As the tax deadline approaches, phishing and malware campaigns predictably increase in volume and effectiveness. Threat actors consistently exploit seasonal events to improve engagement, and tax-related lures remain one of the most reliable themes. At the same time, there is a growing shift toward attacks that leverage legitimate remote management and monitoring tools, allowing adversaries to blend malicious activity with otherwise trusted software.
In this campaign, attackers impersonate the Canada Revenue Agency and distribute T4-themed PDF documents that require a password to open. This added step increases perceived legitimacy, as password-protected tax documents are common in real-world workflows. The use of a protected document also introduces friction that paradoxically increases trust, as users often associate gated content with sensitive or official information. Seasonal alignment further amplifies effectiveness, as recipients are more likely to expect and engage with tax-related communications during this period.
Upon opening the PDF, the victim is presented with instructions directing them to click a link hosted on a Vercel domain, along with a reminder of the password required for the next stage. This link initiates the download of a ZIP archive from attacker-controlled infrastructure hosted on Vercel.
The archive itself is encrypted, concealing a malicious VBScript file that contains a heavily obfuscated PowerShell command. This layered delivery chain combining password-protected documents, encrypted archives, and script-based execution is specifically designed to evade both email and endpoint security controls that rely on content inspection.
When the VBScript file is executed, the attack employs a dual-purpose execution flow. A short delay is introduced using a Sleep function, after which the victim is redirected to the legitimate Canada Revenue Agency website. In parallel, the LogMeIn Resolve unattended access client is silently installed in the background, granting the attacker persistent remote access to the compromised system. The combination of delayed execution and a benign browser redirect serves as an effective distraction technique, reducing the likelihood that the user associates any system changes with the initial file execution.
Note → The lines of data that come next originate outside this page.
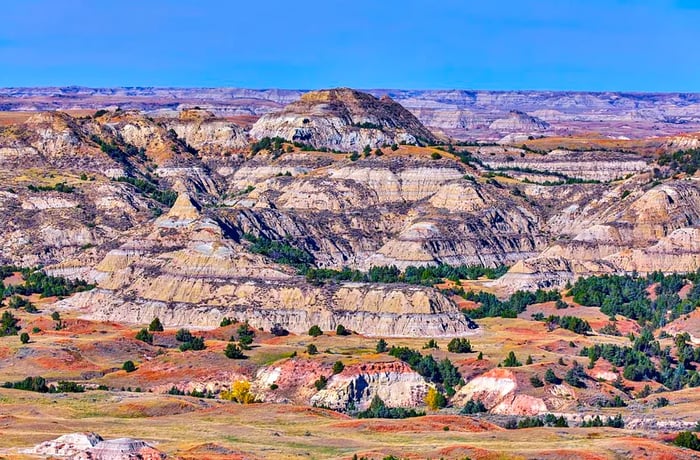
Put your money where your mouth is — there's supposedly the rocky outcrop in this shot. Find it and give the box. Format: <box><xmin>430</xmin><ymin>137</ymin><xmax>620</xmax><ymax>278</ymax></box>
<box><xmin>453</xmin><ymin>369</ymin><xmax>547</xmax><ymax>415</ymax></box>
<box><xmin>62</xmin><ymin>192</ymin><xmax>473</xmax><ymax>337</ymax></box>
<box><xmin>489</xmin><ymin>110</ymin><xmax>549</xmax><ymax>133</ymax></box>
<box><xmin>26</xmin><ymin>433</ymin><xmax>103</xmax><ymax>458</ymax></box>
<box><xmin>167</xmin><ymin>110</ymin><xmax>248</xmax><ymax>155</ymax></box>
<box><xmin>477</xmin><ymin>147</ymin><xmax>650</xmax><ymax>182</ymax></box>
<box><xmin>250</xmin><ymin>88</ymin><xmax>436</xmax><ymax>152</ymax></box>
<box><xmin>74</xmin><ymin>438</ymin><xmax>167</xmax><ymax>460</ymax></box>
<box><xmin>25</xmin><ymin>433</ymin><xmax>167</xmax><ymax>460</ymax></box>
<box><xmin>311</xmin><ymin>362</ymin><xmax>430</xmax><ymax>411</ymax></box>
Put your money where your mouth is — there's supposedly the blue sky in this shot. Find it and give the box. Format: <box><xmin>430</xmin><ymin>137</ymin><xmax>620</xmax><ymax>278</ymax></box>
<box><xmin>0</xmin><ymin>0</ymin><xmax>700</xmax><ymax>92</ymax></box>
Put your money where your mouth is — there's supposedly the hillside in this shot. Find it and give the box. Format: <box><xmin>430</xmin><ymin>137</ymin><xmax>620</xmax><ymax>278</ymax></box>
<box><xmin>0</xmin><ymin>89</ymin><xmax>700</xmax><ymax>458</ymax></box>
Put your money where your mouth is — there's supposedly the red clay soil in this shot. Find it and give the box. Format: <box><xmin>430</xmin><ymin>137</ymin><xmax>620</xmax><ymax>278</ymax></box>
<box><xmin>435</xmin><ymin>445</ymin><xmax>521</xmax><ymax>460</ymax></box>
<box><xmin>614</xmin><ymin>436</ymin><xmax>699</xmax><ymax>460</ymax></box>
<box><xmin>333</xmin><ymin>415</ymin><xmax>503</xmax><ymax>433</ymax></box>
<box><xmin>176</xmin><ymin>443</ymin><xmax>261</xmax><ymax>460</ymax></box>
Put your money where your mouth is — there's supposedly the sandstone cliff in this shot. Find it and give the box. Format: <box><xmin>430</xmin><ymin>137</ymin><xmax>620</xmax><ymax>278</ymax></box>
<box><xmin>250</xmin><ymin>88</ymin><xmax>435</xmax><ymax>152</ymax></box>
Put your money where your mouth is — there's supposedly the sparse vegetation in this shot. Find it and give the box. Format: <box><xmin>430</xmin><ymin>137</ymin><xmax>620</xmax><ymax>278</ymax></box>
<box><xmin>503</xmin><ymin>351</ymin><xmax>523</xmax><ymax>367</ymax></box>
<box><xmin>447</xmin><ymin>338</ymin><xmax>473</xmax><ymax>353</ymax></box>
<box><xmin>148</xmin><ymin>317</ymin><xmax>163</xmax><ymax>332</ymax></box>
<box><xmin>459</xmin><ymin>399</ymin><xmax>487</xmax><ymax>415</ymax></box>
<box><xmin>135</xmin><ymin>328</ymin><xmax>153</xmax><ymax>344</ymax></box>
<box><xmin>357</xmin><ymin>395</ymin><xmax>425</xmax><ymax>419</ymax></box>
<box><xmin>224</xmin><ymin>342</ymin><xmax>247</xmax><ymax>359</ymax></box>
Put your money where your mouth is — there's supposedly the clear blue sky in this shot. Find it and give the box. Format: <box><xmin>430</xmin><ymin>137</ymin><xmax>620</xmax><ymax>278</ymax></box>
<box><xmin>0</xmin><ymin>0</ymin><xmax>700</xmax><ymax>92</ymax></box>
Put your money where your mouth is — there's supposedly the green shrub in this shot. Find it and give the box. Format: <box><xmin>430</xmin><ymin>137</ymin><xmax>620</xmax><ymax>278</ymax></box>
<box><xmin>224</xmin><ymin>343</ymin><xmax>247</xmax><ymax>359</ymax></box>
<box><xmin>136</xmin><ymin>328</ymin><xmax>153</xmax><ymax>344</ymax></box>
<box><xmin>180</xmin><ymin>336</ymin><xmax>207</xmax><ymax>351</ymax></box>
<box><xmin>673</xmin><ymin>431</ymin><xmax>700</xmax><ymax>451</ymax></box>
<box><xmin>148</xmin><ymin>317</ymin><xmax>163</xmax><ymax>332</ymax></box>
<box><xmin>544</xmin><ymin>369</ymin><xmax>561</xmax><ymax>385</ymax></box>
<box><xmin>309</xmin><ymin>325</ymin><xmax>323</xmax><ymax>337</ymax></box>
<box><xmin>0</xmin><ymin>310</ymin><xmax>20</xmax><ymax>337</ymax></box>
<box><xmin>459</xmin><ymin>399</ymin><xmax>486</xmax><ymax>415</ymax></box>
<box><xmin>333</xmin><ymin>361</ymin><xmax>345</xmax><ymax>375</ymax></box>
<box><xmin>503</xmin><ymin>351</ymin><xmax>523</xmax><ymax>367</ymax></box>
<box><xmin>314</xmin><ymin>375</ymin><xmax>328</xmax><ymax>391</ymax></box>
<box><xmin>357</xmin><ymin>395</ymin><xmax>425</xmax><ymax>419</ymax></box>
<box><xmin>219</xmin><ymin>316</ymin><xmax>233</xmax><ymax>327</ymax></box>
<box><xmin>447</xmin><ymin>338</ymin><xmax>472</xmax><ymax>353</ymax></box>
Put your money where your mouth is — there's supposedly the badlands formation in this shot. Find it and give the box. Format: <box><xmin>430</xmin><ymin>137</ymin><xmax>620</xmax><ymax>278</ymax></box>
<box><xmin>0</xmin><ymin>89</ymin><xmax>700</xmax><ymax>458</ymax></box>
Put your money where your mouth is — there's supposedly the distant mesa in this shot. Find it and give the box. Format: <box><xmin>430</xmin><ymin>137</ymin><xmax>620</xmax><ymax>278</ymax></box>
<box><xmin>250</xmin><ymin>88</ymin><xmax>437</xmax><ymax>151</ymax></box>
<box><xmin>489</xmin><ymin>110</ymin><xmax>549</xmax><ymax>133</ymax></box>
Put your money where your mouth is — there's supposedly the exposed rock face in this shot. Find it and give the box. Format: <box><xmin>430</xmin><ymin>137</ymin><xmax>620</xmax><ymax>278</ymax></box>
<box><xmin>477</xmin><ymin>147</ymin><xmax>650</xmax><ymax>182</ymax></box>
<box><xmin>489</xmin><ymin>110</ymin><xmax>549</xmax><ymax>133</ymax></box>
<box><xmin>167</xmin><ymin>110</ymin><xmax>248</xmax><ymax>155</ymax></box>
<box><xmin>311</xmin><ymin>362</ymin><xmax>430</xmax><ymax>410</ymax></box>
<box><xmin>250</xmin><ymin>88</ymin><xmax>435</xmax><ymax>151</ymax></box>
<box><xmin>27</xmin><ymin>433</ymin><xmax>103</xmax><ymax>457</ymax></box>
<box><xmin>453</xmin><ymin>369</ymin><xmax>547</xmax><ymax>415</ymax></box>
<box><xmin>75</xmin><ymin>438</ymin><xmax>166</xmax><ymax>460</ymax></box>
<box><xmin>64</xmin><ymin>193</ymin><xmax>472</xmax><ymax>337</ymax></box>
<box><xmin>0</xmin><ymin>87</ymin><xmax>700</xmax><ymax>139</ymax></box>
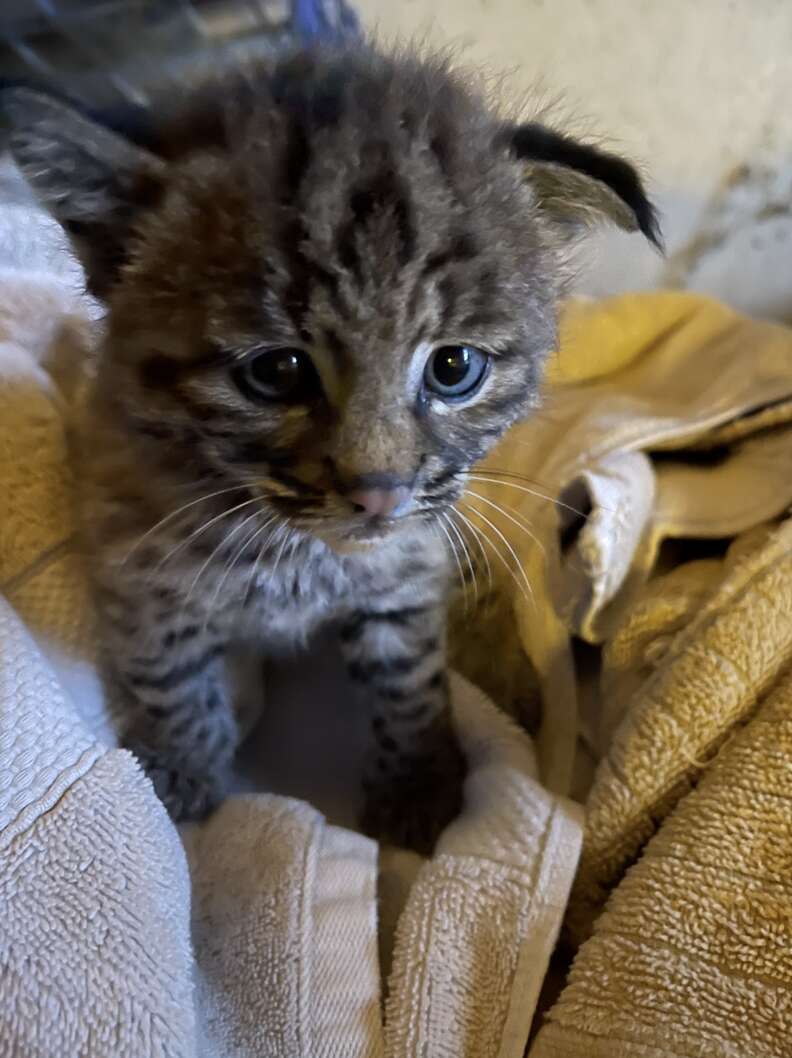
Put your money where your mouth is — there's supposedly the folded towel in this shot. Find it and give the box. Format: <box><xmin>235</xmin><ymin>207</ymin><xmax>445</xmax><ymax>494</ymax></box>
<box><xmin>0</xmin><ymin>160</ymin><xmax>582</xmax><ymax>1058</ymax></box>
<box><xmin>531</xmin><ymin>521</ymin><xmax>792</xmax><ymax>1058</ymax></box>
<box><xmin>462</xmin><ymin>293</ymin><xmax>792</xmax><ymax>794</ymax></box>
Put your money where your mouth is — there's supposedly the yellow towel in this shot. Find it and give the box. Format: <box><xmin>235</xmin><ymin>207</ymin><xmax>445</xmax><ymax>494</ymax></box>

The campaign did not remain isolated to a single geography. The same threat actors later transitioned to a U.S.-themed variant while maintaining the identical delivery structure and infrastructure. The reuse of the same password, file structure, and hosting platform strongly suggests a templated or automated deployment model. This level of reuse indicates operational efficiency and scalability, allowing attackers to quickly pivot lures and payloads without modifying the underlying infection chain.
In the U.S. variant, the ZIP archive again contains a VBScript file, but the payload shifts. Once executed, the script operates along two parallel paths. In the background, it silently downloads and installs the Remcos RAT, establishing persistent access and enabling full system control. In the foreground, the script opens the legitimate Social Security Administration website in the user’s browser. This consistent use of legitimate government websites as visual cover reinforces trust while masking malicious activity, a tactic increasingly observed in multi-stage phishing campaigns.
This campaign highlights how threat actors continue to refine well-established techniques rather than replace them. By combining seasonal lures, trusted cloud hosting, encrypted payload delivery, and legitimate remote access tools, attackers are able to achieve high success rates with relatively low complexity. For defenders, the key takeaway is clear. Detection strategies must move beyond simple content inspection and focus on behavioral signals such as script execution chains, unexpected use of remote management tools, and user-driven download activity from newly observed domains.